The value of commercial property is generally tied to interest rates.
Higher interest rates generally cause commercial property prices to fall due to higher financing costs. This is one of the main reasons for the 40% drop in Supermarket Income's share price since summer 2022.
The stock price chart looks concerning, but overall I think the stock's valuation today is much more attractive than it was two years ago.
Buyers can now purchase shares at a discount of more than 15% to the June 2024 net asset value of 87 pence per share. This is a useful safety margin in case market conditions remain difficult.
There is also the dividend yield. The current 8.5% dividend yield is much more attractive to me than the sub-5% yield on offer in June 2022.
Interest rate uncertainty
To be clear, higher interest rates create some risk. Supermarket Income had net debt of £655.5m at the end of June, representing a loan-to-value ratio of 37%.

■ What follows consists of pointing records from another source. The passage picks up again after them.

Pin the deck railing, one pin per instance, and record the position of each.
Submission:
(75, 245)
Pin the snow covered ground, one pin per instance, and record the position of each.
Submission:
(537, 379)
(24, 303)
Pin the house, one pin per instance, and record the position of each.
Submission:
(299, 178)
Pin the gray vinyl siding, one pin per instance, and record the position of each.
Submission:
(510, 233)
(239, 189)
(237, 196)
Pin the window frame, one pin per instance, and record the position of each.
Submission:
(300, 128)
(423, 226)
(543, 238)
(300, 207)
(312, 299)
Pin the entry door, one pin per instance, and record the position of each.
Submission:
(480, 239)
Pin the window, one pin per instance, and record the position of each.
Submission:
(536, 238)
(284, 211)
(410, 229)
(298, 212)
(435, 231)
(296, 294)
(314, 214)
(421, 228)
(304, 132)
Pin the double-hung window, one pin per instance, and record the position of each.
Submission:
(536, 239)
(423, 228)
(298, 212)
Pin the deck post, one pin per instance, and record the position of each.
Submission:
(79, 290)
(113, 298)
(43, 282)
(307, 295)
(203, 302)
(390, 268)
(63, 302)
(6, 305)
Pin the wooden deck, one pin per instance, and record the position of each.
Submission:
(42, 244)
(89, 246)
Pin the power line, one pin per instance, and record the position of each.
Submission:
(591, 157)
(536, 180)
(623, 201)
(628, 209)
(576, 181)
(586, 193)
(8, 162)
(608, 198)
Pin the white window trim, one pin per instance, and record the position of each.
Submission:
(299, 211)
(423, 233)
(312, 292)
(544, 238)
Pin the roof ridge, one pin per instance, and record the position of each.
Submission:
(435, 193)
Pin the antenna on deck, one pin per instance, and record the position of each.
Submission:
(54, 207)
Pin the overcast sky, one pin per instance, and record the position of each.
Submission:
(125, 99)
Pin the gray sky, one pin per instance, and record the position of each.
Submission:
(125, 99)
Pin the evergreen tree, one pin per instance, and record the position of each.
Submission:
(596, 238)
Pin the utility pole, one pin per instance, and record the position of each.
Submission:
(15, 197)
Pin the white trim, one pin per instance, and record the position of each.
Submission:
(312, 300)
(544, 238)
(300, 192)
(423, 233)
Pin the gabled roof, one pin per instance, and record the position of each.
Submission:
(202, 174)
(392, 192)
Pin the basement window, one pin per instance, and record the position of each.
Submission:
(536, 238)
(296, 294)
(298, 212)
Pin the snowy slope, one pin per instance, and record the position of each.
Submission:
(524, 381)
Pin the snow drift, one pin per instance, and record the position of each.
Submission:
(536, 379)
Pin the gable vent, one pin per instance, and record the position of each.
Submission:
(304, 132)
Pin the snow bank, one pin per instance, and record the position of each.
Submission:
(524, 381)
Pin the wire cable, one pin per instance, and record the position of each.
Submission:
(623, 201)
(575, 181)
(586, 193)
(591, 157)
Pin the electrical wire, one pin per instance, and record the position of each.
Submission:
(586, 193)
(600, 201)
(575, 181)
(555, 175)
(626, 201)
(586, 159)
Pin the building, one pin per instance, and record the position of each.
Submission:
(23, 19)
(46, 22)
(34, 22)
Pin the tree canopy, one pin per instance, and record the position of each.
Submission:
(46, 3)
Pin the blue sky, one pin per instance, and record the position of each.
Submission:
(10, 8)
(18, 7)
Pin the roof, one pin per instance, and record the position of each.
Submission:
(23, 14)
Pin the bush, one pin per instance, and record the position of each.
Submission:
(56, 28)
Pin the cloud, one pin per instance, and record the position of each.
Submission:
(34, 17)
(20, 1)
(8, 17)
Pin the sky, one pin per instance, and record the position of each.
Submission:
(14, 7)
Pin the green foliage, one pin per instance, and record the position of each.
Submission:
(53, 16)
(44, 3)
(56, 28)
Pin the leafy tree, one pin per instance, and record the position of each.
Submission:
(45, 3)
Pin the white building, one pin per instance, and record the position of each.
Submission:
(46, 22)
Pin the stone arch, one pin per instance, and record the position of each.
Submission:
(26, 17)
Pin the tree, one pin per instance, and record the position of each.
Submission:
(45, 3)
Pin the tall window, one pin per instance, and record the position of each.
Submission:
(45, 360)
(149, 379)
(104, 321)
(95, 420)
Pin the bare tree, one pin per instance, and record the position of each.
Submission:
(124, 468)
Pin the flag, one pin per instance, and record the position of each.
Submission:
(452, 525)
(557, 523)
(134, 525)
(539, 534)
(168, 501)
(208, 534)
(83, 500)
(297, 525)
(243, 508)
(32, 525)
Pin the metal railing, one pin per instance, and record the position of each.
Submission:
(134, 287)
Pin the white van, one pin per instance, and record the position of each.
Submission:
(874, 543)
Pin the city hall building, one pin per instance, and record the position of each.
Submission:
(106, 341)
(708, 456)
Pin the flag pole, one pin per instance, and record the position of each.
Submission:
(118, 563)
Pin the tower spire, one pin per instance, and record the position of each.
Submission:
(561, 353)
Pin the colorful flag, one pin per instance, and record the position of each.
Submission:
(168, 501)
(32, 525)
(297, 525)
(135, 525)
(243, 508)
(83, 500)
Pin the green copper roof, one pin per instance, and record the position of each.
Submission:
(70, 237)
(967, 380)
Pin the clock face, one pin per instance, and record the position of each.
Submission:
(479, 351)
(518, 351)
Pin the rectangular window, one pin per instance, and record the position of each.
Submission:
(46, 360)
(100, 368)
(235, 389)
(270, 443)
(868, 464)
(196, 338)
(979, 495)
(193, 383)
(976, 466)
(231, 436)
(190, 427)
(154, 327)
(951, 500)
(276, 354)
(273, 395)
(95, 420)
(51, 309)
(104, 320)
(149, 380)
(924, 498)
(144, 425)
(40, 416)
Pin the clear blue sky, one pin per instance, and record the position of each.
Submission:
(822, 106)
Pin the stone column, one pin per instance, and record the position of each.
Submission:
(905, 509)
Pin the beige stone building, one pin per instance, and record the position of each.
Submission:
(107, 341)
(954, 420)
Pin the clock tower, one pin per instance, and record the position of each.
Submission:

If higher interest rates make it more expensive to refinance this debt, then dividend payments could be restricted. I can't completely rule out the risk of a dividend cut, which would likely lead to further declines in the share price.
However, my analysis suggests that Supermarket Income's dividend should remain safe, as long as interest rates don't continue to rise.
Fortunately, most investors expect interest rates to decline over the next year. If this happens, the company says lower rates should help support “long-term earnings and dividend growth”.
Another piece of good news for me is the recent insider buying. The two directors of Supermarket Income's investment team each spent £200,000 on shares in September. I'd like to think this reflects a positive view on the REIT's prospects.
Buy to earn passive income
Broker forecasts suggest Supermarket Income will pay a dividend of 6.12 pence per share by 2024.
To generate a monthly passive income of £150, you would need to buy 29,142 shares. That would cost around £20,750, based on the share price of 71p at the time of writing.
In addition to the dividend income from this stock, I expect to enjoy some capital gains over time.
Overall, I think this stock looks like a decent option right now for my income portfolio.